The fastest way to tell them apart is to ask about a link that did not close on the first pass. A principal designer will walk you through how they isolated whether the problem was in the channel, the equalization, or the CDR, and what they changed. That story is hard to fake, and it is the signal you are hiring for.

What to Look for on a Resume

Specificity is the filter. The candidates worth a conversation name their protocols and rates (PCIe Gen5/Gen6, 112G PAM4), reference eye diagrams and bathtub curves as routine, list tape-outs by process node, and can speak to the channel they designed against. Vague claims of "high-speed experience" without a rate, a protocol, or a node are the tell that you are looking at adjacency, not depth.

Why the Shortage Won't Ease Soon

This is not a cyclical blip. Deloitte projects the global semiconductor industry will need more than one million additional skilled workers by 2030, and the Semiconductor Industry Association estimates a U.S. shortfall of roughly 67,000 workers over the same window. Analog, and high-speed SerDes specifically, sits at the scarce end of that gap because the skill cannot be trained quickly or automated. If a high-speed link is on your roadmap, the time to start the search is before the schedule depends on it.

How Game 7 Finds Silicon-Proven SerDes Talent

Game 7 Staffing recruits primarily in semiconductor, hardware, and platform-software disciplines, which means our SerDes and analog network is built on technical conversations, not keyword searches. We can tell a link architect from a block-level contributor, and we surface engineers who are mid-program or between engagements, not the ones browsing job boards.

If you have a high-speed interface on your roadmap, submit your hiring needs and we'll put a short list of silicon-proven designers in front of you. If you are an analog or SerDes engineer, share your background with us and we'll get back to you, learn about your goals and career projection, and get you placed where you want, doing what you want.

FAQ

Frequently Asked Questions

What does a SerDes design engineer do?

A SerDes (serializer/deserializer) designer builds the transistor-level high-speed serial transceivers that move data between chips, including PCIe, Ethernet, and CXL links. The work covers equalization (CTLE, DFE, FFE), clock-and-data recovery, and PLLs, designed in tools like Cadence Virtuoso and Spectre and proven in silicon against channel-loss and jitter budgets.

Why are 112G and 224G SerDes designers so hard to find?

Analog design cannot be synthesized the way digital can; every transistor is hand-sized and hand-placed, and the learning curve runs 15 to 20 years.

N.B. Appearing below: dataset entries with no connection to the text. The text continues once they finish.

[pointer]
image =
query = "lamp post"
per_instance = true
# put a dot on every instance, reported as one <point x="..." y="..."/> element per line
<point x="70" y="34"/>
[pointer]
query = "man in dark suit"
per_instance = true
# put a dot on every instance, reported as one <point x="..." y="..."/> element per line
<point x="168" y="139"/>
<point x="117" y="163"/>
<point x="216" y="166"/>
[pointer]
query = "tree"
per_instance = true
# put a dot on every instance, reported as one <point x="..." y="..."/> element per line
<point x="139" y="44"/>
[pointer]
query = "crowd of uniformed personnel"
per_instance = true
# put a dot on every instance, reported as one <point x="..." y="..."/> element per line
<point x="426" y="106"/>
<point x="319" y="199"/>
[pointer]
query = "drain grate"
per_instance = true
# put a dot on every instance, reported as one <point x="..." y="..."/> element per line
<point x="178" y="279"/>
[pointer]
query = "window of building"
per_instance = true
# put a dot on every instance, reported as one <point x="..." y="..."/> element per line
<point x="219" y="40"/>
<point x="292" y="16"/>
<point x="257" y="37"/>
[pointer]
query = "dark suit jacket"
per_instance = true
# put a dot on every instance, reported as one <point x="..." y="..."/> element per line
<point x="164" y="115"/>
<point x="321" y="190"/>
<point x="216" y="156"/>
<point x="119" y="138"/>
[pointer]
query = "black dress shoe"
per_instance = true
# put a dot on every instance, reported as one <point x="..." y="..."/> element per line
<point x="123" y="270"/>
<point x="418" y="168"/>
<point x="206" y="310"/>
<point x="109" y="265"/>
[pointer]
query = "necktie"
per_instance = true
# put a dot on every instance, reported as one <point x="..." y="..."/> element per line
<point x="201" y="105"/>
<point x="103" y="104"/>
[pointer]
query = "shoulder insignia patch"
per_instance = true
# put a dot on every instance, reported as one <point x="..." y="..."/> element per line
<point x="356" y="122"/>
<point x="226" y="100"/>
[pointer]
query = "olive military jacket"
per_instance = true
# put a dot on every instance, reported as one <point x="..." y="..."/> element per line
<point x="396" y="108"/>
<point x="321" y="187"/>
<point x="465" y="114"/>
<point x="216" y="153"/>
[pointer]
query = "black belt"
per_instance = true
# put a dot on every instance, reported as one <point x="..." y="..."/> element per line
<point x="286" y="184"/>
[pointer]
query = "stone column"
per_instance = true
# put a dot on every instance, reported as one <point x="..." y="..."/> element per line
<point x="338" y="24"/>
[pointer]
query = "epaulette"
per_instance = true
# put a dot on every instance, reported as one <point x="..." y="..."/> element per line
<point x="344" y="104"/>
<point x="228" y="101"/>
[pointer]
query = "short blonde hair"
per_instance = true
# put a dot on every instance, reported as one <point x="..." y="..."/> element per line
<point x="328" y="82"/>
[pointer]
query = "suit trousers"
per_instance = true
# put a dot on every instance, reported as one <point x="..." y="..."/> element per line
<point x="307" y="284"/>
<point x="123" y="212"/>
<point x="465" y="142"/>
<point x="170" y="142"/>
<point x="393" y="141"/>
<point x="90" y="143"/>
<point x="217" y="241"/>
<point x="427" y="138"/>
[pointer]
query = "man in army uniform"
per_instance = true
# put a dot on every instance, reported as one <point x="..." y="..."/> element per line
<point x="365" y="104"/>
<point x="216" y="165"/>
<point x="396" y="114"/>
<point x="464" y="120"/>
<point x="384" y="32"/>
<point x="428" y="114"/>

Demand from data center and AI compute has outpaced a structurally thin pipeline, so silicon-proven high-speed SerDes designers are among the scarcest hires in the industry.

What's the difference between a senior and a principal SerDes designer?

A senior designer executes a defined block within a set link architecture. A principal architects the link budget, chooses the equalization scheme, partitions the jitter budget, and has silicon-proven designs at advanced nodes that they can correlate from bench measurement back to simulation.

Can SerDes and analog roles be filled on contract?

Yes. Principal-level analog and SerDes engineers are regularly placed on contract when a program needs high-speed link expertise for a specific tape-out window, without carrying that rare skill set as permanent headcount.